I had three really awesome answers ready to go !


----------



## dwtrees (Mar 5, 2012)

So was I. We all have the answers, just don't know the question.


----------



## Rick Howard (Feb 25, 2012)

It was the Daily Double too I know it.


----------



## Scotty D. (Feb 23, 2012)

Dang it--I was sure that it was gonna be the same question that I was gonna ask..... :frusty:


----------



## sneakygroundbuzzard (Nov 1, 2012)

i had a teacher tell me once

"there is no such thing as a stupid question,just stupid people that wont ask questions"


----------



## fr3db3ar (Aug 6, 2011)

The question doesn't matter. The best answer is always *BACON*


----------



## aarhud (Jul 14, 2012)

lol, sorry to leave you guys hanging.

If you must know, I wanted to know what the benelli shotguns came with as far as sling attachments.

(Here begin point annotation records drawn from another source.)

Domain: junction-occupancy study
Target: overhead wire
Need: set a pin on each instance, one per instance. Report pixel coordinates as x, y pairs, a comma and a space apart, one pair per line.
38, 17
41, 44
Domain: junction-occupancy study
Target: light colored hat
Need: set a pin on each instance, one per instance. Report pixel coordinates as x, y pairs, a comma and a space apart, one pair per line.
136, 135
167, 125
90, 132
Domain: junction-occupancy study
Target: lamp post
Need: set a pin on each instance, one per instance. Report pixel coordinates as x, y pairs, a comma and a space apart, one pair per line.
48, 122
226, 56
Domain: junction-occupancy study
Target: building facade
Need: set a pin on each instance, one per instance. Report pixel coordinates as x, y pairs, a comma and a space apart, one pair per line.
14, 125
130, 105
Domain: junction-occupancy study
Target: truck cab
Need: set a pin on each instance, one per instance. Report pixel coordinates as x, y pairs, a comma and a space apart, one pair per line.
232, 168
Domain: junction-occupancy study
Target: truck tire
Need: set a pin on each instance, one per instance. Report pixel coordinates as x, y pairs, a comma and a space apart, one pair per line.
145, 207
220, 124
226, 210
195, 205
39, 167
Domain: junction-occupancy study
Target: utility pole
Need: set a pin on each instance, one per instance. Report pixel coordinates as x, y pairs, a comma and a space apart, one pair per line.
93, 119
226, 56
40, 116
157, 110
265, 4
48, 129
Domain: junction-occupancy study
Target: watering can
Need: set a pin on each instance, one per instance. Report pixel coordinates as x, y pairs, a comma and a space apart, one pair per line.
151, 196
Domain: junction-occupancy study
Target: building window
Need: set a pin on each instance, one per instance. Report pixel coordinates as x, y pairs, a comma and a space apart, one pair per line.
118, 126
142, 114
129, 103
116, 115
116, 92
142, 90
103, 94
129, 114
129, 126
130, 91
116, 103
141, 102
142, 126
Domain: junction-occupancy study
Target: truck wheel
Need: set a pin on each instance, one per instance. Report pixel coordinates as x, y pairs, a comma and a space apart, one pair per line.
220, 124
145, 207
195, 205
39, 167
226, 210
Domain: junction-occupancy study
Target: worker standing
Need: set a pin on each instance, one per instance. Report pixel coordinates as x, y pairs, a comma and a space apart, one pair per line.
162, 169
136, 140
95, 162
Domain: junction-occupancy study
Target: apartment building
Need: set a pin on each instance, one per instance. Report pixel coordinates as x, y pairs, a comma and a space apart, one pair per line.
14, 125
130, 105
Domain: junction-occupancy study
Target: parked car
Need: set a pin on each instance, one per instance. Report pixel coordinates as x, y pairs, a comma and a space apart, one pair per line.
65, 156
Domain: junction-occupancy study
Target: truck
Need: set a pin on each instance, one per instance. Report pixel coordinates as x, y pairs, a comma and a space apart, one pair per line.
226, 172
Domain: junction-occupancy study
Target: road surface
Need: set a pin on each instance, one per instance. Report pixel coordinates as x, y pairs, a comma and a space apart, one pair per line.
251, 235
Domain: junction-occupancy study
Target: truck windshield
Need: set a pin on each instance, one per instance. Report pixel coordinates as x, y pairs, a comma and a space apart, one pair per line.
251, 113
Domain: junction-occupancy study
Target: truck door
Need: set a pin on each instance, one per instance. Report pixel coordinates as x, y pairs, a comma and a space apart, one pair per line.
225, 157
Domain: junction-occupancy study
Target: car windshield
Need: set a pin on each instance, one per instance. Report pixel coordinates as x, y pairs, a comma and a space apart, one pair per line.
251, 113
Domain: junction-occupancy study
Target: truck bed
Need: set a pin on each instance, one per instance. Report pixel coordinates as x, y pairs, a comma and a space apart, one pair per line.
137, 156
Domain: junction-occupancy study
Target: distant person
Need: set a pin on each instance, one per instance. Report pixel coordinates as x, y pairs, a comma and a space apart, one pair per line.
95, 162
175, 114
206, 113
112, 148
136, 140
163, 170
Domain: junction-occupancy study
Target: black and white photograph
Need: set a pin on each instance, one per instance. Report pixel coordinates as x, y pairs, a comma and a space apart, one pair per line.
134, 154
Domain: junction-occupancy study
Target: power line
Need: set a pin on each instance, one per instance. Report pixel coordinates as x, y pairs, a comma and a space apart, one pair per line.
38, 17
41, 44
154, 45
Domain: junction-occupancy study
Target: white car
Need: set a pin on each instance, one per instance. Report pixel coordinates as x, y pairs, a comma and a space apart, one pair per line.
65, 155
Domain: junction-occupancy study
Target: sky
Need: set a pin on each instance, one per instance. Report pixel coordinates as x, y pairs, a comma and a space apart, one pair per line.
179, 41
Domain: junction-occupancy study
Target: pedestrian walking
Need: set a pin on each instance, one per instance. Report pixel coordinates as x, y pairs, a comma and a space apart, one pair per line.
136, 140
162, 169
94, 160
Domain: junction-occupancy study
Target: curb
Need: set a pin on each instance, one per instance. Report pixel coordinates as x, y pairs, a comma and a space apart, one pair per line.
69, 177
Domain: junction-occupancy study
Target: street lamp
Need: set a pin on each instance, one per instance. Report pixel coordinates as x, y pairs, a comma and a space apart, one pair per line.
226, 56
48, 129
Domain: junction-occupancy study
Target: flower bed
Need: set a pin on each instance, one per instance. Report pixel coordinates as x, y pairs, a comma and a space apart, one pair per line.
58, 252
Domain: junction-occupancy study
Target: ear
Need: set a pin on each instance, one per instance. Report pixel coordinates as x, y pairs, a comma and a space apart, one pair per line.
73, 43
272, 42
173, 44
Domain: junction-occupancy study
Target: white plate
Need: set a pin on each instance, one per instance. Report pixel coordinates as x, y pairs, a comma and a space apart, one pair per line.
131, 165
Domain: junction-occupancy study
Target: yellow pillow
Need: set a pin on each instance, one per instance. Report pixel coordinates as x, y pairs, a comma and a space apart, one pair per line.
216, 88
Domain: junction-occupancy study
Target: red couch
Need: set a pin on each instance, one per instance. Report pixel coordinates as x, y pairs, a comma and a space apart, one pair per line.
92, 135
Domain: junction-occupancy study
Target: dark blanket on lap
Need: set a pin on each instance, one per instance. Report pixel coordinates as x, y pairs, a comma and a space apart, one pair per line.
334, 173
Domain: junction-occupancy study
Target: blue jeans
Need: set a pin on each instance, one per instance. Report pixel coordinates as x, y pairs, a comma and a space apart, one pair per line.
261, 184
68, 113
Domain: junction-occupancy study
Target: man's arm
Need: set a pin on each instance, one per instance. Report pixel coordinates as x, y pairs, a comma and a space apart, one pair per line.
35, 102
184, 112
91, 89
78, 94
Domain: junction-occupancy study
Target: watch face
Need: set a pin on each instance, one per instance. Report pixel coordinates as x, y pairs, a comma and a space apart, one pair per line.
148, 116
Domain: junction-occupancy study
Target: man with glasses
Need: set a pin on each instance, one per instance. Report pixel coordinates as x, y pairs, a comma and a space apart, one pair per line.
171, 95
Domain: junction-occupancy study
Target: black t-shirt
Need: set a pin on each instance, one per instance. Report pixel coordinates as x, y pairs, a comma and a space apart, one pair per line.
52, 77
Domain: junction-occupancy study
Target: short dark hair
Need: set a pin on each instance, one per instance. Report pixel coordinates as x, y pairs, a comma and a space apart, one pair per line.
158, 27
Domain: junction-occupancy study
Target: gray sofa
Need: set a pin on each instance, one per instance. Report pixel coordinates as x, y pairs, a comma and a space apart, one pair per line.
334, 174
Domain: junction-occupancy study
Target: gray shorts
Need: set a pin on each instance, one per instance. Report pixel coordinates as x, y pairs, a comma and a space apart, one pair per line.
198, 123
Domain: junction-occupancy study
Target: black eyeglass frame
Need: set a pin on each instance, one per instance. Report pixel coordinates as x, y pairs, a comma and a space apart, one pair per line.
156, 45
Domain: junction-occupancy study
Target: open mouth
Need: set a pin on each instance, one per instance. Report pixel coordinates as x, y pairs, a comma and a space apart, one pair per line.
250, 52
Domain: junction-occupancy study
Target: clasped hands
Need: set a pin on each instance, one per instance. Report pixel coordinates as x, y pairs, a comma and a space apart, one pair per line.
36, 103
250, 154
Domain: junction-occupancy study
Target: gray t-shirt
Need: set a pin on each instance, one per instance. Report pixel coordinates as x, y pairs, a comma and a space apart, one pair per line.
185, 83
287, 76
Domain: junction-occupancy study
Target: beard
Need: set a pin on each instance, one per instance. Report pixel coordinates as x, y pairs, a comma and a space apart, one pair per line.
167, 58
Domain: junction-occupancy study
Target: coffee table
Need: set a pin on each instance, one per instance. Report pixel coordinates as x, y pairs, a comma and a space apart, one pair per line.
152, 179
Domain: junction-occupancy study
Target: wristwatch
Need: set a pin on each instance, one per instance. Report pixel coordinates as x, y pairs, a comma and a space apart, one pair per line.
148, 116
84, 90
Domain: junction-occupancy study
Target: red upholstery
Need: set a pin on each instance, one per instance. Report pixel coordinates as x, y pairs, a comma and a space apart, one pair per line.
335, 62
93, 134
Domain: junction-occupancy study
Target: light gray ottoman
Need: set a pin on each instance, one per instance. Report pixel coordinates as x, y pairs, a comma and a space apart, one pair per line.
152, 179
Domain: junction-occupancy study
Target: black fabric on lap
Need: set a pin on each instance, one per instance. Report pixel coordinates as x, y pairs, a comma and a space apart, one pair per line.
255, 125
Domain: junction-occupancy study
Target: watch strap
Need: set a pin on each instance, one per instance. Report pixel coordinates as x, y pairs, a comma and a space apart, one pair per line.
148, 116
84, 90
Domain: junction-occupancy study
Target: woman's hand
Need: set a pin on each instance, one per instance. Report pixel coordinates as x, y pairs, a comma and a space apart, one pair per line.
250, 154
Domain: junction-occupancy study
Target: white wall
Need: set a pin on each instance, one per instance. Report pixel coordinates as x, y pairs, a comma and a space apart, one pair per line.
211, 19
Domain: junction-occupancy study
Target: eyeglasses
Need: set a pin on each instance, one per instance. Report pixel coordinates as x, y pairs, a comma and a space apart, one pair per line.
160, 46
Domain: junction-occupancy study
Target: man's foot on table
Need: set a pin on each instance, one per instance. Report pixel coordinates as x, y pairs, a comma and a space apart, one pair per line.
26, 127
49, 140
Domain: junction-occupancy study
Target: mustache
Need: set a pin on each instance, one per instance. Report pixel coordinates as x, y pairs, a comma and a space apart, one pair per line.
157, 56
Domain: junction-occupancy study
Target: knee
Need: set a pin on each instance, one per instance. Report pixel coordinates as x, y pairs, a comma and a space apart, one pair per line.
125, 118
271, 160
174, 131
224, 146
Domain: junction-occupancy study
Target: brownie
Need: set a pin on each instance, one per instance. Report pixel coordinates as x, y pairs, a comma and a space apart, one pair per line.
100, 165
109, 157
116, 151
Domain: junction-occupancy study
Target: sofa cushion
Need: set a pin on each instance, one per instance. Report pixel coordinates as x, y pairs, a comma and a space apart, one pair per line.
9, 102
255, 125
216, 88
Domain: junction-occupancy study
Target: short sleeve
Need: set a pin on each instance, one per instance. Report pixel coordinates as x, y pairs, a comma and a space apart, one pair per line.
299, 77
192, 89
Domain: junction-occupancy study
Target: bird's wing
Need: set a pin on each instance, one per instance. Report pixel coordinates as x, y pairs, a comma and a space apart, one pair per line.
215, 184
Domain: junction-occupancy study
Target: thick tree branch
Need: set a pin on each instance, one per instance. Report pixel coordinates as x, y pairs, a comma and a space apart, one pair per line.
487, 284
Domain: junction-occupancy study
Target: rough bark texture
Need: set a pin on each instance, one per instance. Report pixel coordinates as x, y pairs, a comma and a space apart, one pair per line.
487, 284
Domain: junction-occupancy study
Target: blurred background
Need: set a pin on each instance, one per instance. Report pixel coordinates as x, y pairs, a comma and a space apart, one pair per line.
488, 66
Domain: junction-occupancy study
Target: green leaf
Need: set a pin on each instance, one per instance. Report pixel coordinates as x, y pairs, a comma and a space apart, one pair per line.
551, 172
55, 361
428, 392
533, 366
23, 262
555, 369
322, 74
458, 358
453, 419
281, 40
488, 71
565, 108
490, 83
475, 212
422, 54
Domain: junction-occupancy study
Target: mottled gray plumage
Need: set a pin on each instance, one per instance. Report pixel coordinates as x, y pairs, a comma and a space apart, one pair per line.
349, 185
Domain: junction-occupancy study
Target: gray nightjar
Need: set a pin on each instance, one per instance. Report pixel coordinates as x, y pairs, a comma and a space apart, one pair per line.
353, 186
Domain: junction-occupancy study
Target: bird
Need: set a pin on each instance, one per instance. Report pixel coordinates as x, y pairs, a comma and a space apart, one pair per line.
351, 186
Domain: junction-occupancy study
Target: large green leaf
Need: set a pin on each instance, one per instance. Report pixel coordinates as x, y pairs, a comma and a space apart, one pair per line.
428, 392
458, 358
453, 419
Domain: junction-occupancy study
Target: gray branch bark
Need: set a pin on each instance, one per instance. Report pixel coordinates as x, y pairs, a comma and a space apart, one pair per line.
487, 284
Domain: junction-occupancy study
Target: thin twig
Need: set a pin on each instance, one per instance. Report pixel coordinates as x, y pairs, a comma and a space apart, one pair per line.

I need to pickup a sling, but I don't have the gun with me. After I seen how many different swivels there are I was not sure what I needed. I'm just going to wait until I get home and see the gun. I know the Benelli has some type of swival on it that you can attach slings too, but I'm not sure which kind.


----------



## Rick Howard (Feb 25, 2012)

fr3db3ar said:


> The question doesn't matter. The best answer is always *BACON*


Indeed.....


----------



## Bigdrowdy1 (Jan 29, 2010)

Well I would have to question if you ever had smoke jowl? Yes most is extra fat but man that occasional lean one is what every slab of bacon wishes it could be!!!


----------